First, with a vision for the space (long term or short term). If you are currently living in an apartment or a space that my not be for the long term (multiple years) then you may want to think about your short term vision for the space and what is realistic, because your space may be your living room/home gym. In addition, landlords may not take too kindly to drilling holes and a bunch of structural changes to the property. If you are in a more permanent space for the long term, you want to think about the space as something that you want to be able to grow into. Many people often choose their garage, basement or an unused room of the house. You also want to think about temperature. Here in New England, it’s hard to motivate yourself in the winter to go out to the awesome garage gym you created over the summer that has no heating source or insulation.
Next, you want to think about your baseline equipment that is going to allow you to get a dam good workout through a variety of movements without breaking the bank. The items I would recommend starting with are as follows:
- Plyometric box
- Pull up bar
- Gymnastics Rings
- Moderate Weight Set of Dumbbells
- Light set of Dumbbells
- Jump Rope
- Couple of Stall Mats
Now let’s talk about the rationale for each item:
A three-sided Plyometric box (20, 24 and 30 Inches) will support with a variety of exercises and scaling. (Box Jumps, Step Ups, Box Step Overs, Weighted Step Ups, Bulgarian Split Squats, Single Leg Squatting, Box Squats Weighted or Unweighted, Scaling Push Ups and Dips) – If you are deconditioned, a beginner or shorter in stature, you may need a reduced height from the option listed above.
Pull Up Bar
(Event if you can’t do a pull up!) This will be a great set up for your rings, which will be next on my list and will support building that pulling strength for your pull ups. The pull-up bar offers a lot of versatility in building grip, upper body pulling and core strength. Through this piece of equipment you can perform (Pull Ups, Toes to Bar, Leg Raises, Knee Tucks, L-Sits, Dead-hang…) Please use caution when using door frame bars. They are a great tool (short term), but may not hold up with some of the more aggressive kipping exercises or other movements).
A pair of gymnastics ring is a great tool in building upper body gymnastics strength through various pushing, pulling and core stability exercises like ring rows, dips, push ups, knee tucks, L-sits and other static holds. Many movements can be scaled through adjustments in the rings height and incline of the person body.
(Light Set and Moderate Set) The rationale for having 2 sets of Dumbbells is it helps to provide options regarding exercises. The lighter set should be something that you can use to help warm up with and use for more isolation exercises like tricep extensions. The moderate set should be used for bigger compound exercises like squats or cleans that are using multiple muscle groups to perform the exercise. All movements that can be performed with a barbell can be performed with dumbbells. They require more stability of the body while often requiring less weight when performing the movement. They also take up less space.

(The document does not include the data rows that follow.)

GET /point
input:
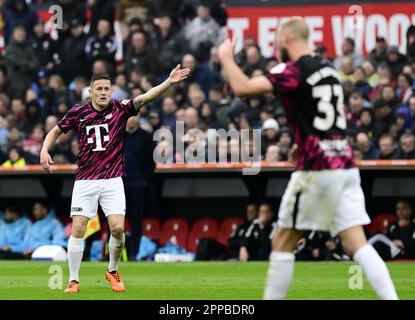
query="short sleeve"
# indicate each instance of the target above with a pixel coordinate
(128, 107)
(68, 121)
(285, 77)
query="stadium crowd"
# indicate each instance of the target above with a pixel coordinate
(43, 75)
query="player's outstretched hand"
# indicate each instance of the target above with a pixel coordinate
(179, 74)
(45, 160)
(227, 49)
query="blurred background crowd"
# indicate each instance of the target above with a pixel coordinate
(43, 74)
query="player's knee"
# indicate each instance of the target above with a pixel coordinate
(78, 230)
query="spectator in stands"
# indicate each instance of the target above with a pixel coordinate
(102, 46)
(202, 33)
(18, 13)
(386, 148)
(139, 184)
(167, 42)
(15, 158)
(384, 114)
(398, 243)
(73, 57)
(346, 69)
(254, 60)
(388, 94)
(14, 234)
(402, 122)
(256, 244)
(366, 122)
(356, 106)
(235, 239)
(248, 42)
(371, 76)
(348, 50)
(270, 130)
(21, 60)
(101, 10)
(273, 154)
(361, 85)
(33, 144)
(407, 147)
(45, 230)
(404, 90)
(46, 49)
(200, 73)
(379, 54)
(14, 139)
(396, 61)
(363, 143)
(410, 44)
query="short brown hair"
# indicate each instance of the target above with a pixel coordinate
(99, 76)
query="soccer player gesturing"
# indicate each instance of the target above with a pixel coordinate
(100, 126)
(324, 193)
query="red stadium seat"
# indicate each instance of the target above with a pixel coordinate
(228, 226)
(151, 228)
(204, 228)
(381, 223)
(177, 227)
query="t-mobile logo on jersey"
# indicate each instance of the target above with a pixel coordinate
(98, 136)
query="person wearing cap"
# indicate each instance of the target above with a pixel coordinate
(73, 58)
(348, 50)
(378, 55)
(46, 49)
(270, 130)
(396, 61)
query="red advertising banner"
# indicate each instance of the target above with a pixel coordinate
(329, 24)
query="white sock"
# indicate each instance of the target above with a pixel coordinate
(280, 273)
(115, 247)
(75, 252)
(376, 272)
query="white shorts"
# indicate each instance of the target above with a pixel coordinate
(86, 195)
(328, 200)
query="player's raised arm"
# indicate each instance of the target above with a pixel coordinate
(241, 85)
(176, 75)
(45, 158)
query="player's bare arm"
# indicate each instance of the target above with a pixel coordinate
(176, 75)
(45, 158)
(241, 85)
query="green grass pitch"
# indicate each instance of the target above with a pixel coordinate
(193, 281)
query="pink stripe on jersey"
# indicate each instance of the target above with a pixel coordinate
(100, 138)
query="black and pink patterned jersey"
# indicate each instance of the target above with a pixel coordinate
(100, 138)
(312, 96)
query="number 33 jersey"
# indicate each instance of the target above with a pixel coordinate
(312, 96)
(100, 138)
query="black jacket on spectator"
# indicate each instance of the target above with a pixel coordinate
(405, 156)
(73, 58)
(101, 48)
(23, 65)
(406, 235)
(138, 157)
(257, 241)
(46, 49)
(235, 240)
(145, 62)
(170, 49)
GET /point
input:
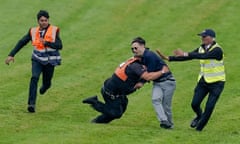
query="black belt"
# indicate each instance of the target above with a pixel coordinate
(170, 78)
(111, 95)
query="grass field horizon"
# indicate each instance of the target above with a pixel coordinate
(96, 37)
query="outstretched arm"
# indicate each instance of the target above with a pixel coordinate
(154, 75)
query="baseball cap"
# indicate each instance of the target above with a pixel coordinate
(207, 32)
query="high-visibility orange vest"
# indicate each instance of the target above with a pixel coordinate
(121, 69)
(49, 36)
(41, 53)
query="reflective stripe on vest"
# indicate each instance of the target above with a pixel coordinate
(212, 70)
(121, 70)
(41, 53)
(49, 36)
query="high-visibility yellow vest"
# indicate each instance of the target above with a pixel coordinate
(212, 70)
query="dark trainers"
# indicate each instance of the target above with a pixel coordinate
(165, 124)
(90, 100)
(42, 90)
(194, 122)
(31, 108)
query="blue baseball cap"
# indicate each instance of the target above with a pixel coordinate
(207, 32)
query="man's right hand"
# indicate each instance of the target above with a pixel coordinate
(9, 59)
(162, 56)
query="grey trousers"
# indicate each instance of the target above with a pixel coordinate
(162, 94)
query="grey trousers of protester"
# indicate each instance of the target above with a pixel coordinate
(162, 94)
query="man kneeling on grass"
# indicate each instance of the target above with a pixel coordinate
(128, 77)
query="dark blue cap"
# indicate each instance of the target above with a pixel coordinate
(208, 32)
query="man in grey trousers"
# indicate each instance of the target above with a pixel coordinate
(163, 87)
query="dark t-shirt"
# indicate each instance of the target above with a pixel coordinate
(119, 87)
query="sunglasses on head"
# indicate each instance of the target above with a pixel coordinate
(134, 48)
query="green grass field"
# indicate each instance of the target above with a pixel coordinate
(96, 37)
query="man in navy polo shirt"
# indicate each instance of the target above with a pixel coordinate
(163, 87)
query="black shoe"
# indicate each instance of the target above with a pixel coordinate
(90, 100)
(165, 124)
(31, 108)
(194, 122)
(42, 90)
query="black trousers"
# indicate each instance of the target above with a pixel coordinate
(47, 74)
(111, 109)
(213, 90)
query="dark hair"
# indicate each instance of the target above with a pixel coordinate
(139, 40)
(42, 13)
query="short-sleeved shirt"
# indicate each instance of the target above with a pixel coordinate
(117, 86)
(154, 63)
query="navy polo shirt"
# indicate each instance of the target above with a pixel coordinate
(153, 62)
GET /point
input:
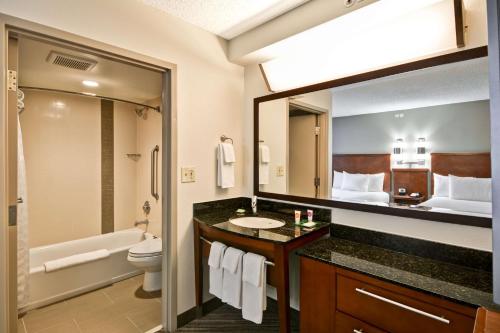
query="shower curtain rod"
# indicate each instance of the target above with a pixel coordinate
(155, 108)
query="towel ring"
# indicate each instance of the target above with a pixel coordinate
(224, 138)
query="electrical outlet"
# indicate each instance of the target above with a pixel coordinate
(188, 175)
(280, 171)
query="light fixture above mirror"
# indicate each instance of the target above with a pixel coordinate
(385, 33)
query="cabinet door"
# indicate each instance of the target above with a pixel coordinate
(396, 312)
(317, 296)
(348, 324)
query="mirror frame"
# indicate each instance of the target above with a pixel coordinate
(449, 58)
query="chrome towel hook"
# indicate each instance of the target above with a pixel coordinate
(225, 138)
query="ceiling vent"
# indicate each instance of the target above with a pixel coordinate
(70, 61)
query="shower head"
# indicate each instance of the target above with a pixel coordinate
(20, 101)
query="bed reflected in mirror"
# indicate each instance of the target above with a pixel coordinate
(419, 140)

Jump rope is a great monostructural movement that can be done with limited space and will support increasing special awareness and coordination. A jump rope can be used in a variety of ways aside from the regular jump.

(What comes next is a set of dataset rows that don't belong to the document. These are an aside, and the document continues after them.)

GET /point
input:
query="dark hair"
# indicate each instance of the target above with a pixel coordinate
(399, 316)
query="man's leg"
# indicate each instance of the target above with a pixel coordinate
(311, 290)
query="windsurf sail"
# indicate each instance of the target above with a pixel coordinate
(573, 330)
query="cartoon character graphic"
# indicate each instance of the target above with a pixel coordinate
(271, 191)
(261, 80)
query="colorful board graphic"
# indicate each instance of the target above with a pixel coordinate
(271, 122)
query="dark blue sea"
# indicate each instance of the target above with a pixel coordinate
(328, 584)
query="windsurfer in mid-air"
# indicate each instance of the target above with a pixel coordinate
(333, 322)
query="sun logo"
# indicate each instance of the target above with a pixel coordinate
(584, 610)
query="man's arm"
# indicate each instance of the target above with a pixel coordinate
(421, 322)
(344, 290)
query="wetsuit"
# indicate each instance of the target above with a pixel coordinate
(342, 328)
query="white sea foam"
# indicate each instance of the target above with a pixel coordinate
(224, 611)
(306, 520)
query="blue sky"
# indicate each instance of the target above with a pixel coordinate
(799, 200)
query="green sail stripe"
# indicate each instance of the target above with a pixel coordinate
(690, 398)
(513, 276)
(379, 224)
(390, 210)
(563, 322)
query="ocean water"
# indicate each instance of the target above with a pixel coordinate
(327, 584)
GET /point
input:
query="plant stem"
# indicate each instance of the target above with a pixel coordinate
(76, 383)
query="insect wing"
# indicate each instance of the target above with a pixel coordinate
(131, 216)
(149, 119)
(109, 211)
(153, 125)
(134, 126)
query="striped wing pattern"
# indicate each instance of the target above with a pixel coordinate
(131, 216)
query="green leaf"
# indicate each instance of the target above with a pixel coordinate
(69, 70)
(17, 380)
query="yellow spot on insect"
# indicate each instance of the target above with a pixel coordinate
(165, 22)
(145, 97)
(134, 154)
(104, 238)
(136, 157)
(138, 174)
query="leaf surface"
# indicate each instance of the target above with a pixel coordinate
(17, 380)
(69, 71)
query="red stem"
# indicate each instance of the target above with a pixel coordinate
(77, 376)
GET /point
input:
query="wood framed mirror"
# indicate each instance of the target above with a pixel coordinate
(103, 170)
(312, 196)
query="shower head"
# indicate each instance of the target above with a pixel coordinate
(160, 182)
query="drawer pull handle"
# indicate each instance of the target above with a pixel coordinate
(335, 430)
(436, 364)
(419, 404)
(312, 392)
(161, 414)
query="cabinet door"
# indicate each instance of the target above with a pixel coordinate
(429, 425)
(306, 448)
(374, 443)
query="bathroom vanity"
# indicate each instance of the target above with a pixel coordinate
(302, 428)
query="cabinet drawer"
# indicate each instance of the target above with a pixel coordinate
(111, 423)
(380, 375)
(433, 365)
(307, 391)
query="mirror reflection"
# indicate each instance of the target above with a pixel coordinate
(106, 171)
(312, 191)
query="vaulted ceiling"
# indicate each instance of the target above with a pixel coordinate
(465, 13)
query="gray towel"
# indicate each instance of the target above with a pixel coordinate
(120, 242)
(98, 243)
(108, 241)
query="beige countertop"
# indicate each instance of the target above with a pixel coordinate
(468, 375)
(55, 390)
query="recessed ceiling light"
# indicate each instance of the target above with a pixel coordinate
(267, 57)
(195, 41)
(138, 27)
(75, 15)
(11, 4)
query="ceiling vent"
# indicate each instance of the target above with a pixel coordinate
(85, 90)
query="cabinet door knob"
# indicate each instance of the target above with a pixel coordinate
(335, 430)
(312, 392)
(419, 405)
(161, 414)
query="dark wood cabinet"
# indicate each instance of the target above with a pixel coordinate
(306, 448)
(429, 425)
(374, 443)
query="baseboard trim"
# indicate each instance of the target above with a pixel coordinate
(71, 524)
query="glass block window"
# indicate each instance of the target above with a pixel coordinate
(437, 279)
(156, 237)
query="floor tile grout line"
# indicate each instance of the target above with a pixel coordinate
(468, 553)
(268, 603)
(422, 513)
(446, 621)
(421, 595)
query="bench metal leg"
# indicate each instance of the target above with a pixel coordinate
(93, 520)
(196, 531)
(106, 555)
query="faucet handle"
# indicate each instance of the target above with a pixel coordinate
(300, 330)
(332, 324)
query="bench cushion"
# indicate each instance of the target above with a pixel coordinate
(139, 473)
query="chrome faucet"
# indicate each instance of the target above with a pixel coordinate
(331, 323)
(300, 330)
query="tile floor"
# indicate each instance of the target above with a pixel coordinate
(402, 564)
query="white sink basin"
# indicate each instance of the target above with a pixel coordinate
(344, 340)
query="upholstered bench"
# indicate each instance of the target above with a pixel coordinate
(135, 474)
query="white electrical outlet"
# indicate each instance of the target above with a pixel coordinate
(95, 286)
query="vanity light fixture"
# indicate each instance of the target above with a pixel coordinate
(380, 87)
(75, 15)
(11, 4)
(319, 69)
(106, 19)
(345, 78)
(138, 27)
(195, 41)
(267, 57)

A couple of stall mats will provide a good surface area for you in regards to space and keeping things comfortable as you perform your workout. They are easy to clean up and provide a nice surface for you to perform your workout.

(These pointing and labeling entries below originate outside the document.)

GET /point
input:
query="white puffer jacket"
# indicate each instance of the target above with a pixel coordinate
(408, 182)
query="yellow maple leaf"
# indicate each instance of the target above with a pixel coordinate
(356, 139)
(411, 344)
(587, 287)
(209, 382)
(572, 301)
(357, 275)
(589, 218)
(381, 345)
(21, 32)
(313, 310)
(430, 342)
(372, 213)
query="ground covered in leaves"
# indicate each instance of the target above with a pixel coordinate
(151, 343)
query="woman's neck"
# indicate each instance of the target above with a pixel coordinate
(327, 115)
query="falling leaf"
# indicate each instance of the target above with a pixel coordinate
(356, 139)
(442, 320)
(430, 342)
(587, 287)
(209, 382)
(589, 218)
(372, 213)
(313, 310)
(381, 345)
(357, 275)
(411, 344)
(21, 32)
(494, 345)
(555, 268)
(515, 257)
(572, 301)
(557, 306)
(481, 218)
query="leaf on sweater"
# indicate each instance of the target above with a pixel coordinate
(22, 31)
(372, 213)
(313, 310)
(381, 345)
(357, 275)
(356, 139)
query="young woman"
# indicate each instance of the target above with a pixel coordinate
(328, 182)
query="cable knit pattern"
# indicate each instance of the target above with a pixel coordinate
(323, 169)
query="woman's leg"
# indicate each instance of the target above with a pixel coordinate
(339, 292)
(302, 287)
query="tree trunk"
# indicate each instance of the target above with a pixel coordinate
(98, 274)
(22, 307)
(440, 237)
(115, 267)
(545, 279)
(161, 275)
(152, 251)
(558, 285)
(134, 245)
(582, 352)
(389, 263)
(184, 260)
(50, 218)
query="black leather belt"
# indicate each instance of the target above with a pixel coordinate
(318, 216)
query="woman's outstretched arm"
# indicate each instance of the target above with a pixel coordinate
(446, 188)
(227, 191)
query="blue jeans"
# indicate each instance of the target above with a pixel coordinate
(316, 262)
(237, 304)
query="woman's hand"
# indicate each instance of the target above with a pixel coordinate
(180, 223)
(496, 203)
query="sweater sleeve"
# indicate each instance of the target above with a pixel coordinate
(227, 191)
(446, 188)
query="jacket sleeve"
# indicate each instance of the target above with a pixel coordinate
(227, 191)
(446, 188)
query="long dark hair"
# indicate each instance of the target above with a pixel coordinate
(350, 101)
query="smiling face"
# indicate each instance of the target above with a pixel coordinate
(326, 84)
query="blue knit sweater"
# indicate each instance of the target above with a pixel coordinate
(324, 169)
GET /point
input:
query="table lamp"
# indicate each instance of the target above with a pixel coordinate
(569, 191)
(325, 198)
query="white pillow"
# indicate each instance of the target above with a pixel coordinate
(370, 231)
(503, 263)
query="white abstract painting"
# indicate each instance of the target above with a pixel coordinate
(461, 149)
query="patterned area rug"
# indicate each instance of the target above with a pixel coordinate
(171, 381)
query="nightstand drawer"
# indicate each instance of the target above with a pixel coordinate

As a coach, if I was to hear a client had these items at their disposal along with all the other body weight movements we can perform through a consistent exercise routine, we could make a very fit individual with just the items listed above. Many of these items can be found used through a little hunting and some DIY work and will not break the bank. The fitness industry has led you to believe that you need a big flashy elliptical or bike, and don’t get me wrong, these items have their purpose, but are limited in their versatility and significantly more expensive. Sometimes…“Less is More!”